EHR & Social Media Data for Insights in Mental Health

Big data such as health administrative data can be useful sources for understanding the epidemiology of mental health and gaps in care, but a key limitation is limitation of having only a male/female variable; even as a proxy, possible gender-based differences in the treatment for depression between women and men can be evaluated ( These datasets can still be used creatively to unpack sex-based differences from gender-based differences with some newly collected gender-specific data. Ultimately, a key challenge in this area of mental health and gender is the fact that most survey-based measures (e.g. CESD score) have differential response bias by gender that will over-estimate depression in females and under-estimate in males. It would be interesting to understand how different cultures describe and understand mental health concerns and how these meanings are constructed in a gendered way. Technology (AI) could be helpful to extract text from local print/online media or conversations and capture local experiences of distress along with mental health data. The voices of more socially disadvantaged populations, however, may not be captured in the dominant discourse using this method.

Thanks @AnnalijnUBC for sharing your thoughts. We will definitely take into account some of the points.

@AnnalijnUBC Good point on the limitations of datasets pulled from administrative health data, especially on the voices not captured. It is important to keep in mind that even if administrative health data captured more nuanced variables we would still have significant gaps because of the large populations not represented in such data.

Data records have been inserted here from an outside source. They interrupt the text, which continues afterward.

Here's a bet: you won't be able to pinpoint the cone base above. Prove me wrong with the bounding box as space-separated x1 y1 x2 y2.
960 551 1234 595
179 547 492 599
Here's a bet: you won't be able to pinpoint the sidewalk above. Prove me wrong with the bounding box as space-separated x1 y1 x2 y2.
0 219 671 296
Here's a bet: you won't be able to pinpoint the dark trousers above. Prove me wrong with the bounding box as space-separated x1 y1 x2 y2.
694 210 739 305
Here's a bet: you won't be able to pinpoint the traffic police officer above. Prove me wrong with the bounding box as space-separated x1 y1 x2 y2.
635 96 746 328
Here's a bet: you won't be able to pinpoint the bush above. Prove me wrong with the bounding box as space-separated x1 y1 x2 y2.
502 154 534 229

I think using EHR data may be more straightforward than using social media data, since EHR data is collected for a health purpose in the first place. Since collecting sensitive health data indicators from social media is more of an evolving process/framework, I found this article interesting (it has a Finnish point of view, but seems like a reasonable starting point for thinking through data collection):

In addition to EHR data, is there a way to capture data from people in locations where paper medical records predominate? E.g., opt-in use of surveys via mobile phone, with generic QR codes provided on-paper at the point of healthcare and completed by individuals at a place and time of their own choosing, so the health care provider does not see the survey responses?

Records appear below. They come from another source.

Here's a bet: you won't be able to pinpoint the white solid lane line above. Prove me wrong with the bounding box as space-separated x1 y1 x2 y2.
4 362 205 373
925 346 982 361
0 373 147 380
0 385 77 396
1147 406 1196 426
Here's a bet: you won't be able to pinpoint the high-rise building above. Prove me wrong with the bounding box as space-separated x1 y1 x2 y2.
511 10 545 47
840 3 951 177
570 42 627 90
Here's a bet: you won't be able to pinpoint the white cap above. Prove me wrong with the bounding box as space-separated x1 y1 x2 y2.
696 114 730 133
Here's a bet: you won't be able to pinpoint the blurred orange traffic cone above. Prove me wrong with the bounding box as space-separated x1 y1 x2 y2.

Regarding use of information aggregated from mobile phone use: It may be possible to determine what time phones were used or where they were used, but drawing conclusions from shifts in that data is difficult. One possible approach could be to correlate this data against known local and global events - for example, if people are staying up later or going to bed earlier during dates that correspond to the pandemic, or migrating out of cities during the same time period, that may be visible in smartphone use data. What it says about mental health, however, is an open question unless context can be gathered from people about, e.g., why their sleep patterns have changed. Maybe it’s because they need to get work done from home when other family members have gone to sleep.

Thanks @stephaniel for sharing this important resource and highlighting details on use of information received from mobile phone.